Neal Auction Louisiana Purchase 2015

2 TEMPLE HEIGHTS The handsome Columbus, Mississippi townhouse, Temple Heights, was built by General Richard T. Brownrigg in 1837. Brownrigg had moved his family from Edenton, North Carolina to Mississippi a few years earlier and bought a 2,000 acre cotton plantation several miles outside of Columbus. The design of the house was inspired by Brownrigg’s wife’s family home in Edenton, Mulberry Hill. The Brownriggs sold Temple Heights in 1847. It would change hands several times over the next 120 years. In 1967 Dixie Butler and her late husband, Carl, bought the then dilapidated property. The Butlers, both educators recently out of graduate school, undertook to restore the house, doing much of the work themselves. Not long after moving in, the Butlers opened the home for a candlelight tour for Columbus Pilgrimage. In a recent interview in the Columbus Dispatch , Mrs. Butler described that tour: “You can’t imagine what it looked like that first year. Fortunately everything and everybody looked better by candlelight”. The Butlers’ restoration of Temple Heights would be a labor of love spanning decades, during which they were advised by consultants John Webster Keefe, H. Parrott Bacot, James Del Prince and V.A. Patterson.

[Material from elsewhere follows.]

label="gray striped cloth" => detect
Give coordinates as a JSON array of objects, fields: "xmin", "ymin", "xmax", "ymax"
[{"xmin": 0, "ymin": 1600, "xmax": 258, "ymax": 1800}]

They chose to preserve the 1830s character of the house, furnishing it with objects appropriate to the Brownrigg years, many collected in Mississippi and Alabama. Temple Heights is a Mississippi Historic Landmark, and is recorded in the Historic Buildings Survey and the National Register of Historic Places. Recognized as leading preservationists in Mississippi, Carl and Dixie Butler were instrumental in the creation of the Columbus Decorative Arts and Preservation Forum. In his 2002 article on Temple Heights for The Magazine Antiques , H. Parrott Bacot writes of the Butlers: “Their work should be an inspiration to others of modest means, showing that a restoration project need not be the exclusive bailiwick of millionaires”. Ref. Bacot. H. Parrott. “Living with antiques: Temple Heights, Columbus, Mississippi”, The Magazine Antiques , July 2002, pp. 96-105; “The Last Pilgrimage”, The Columbus Dispatch , April 5, 2015.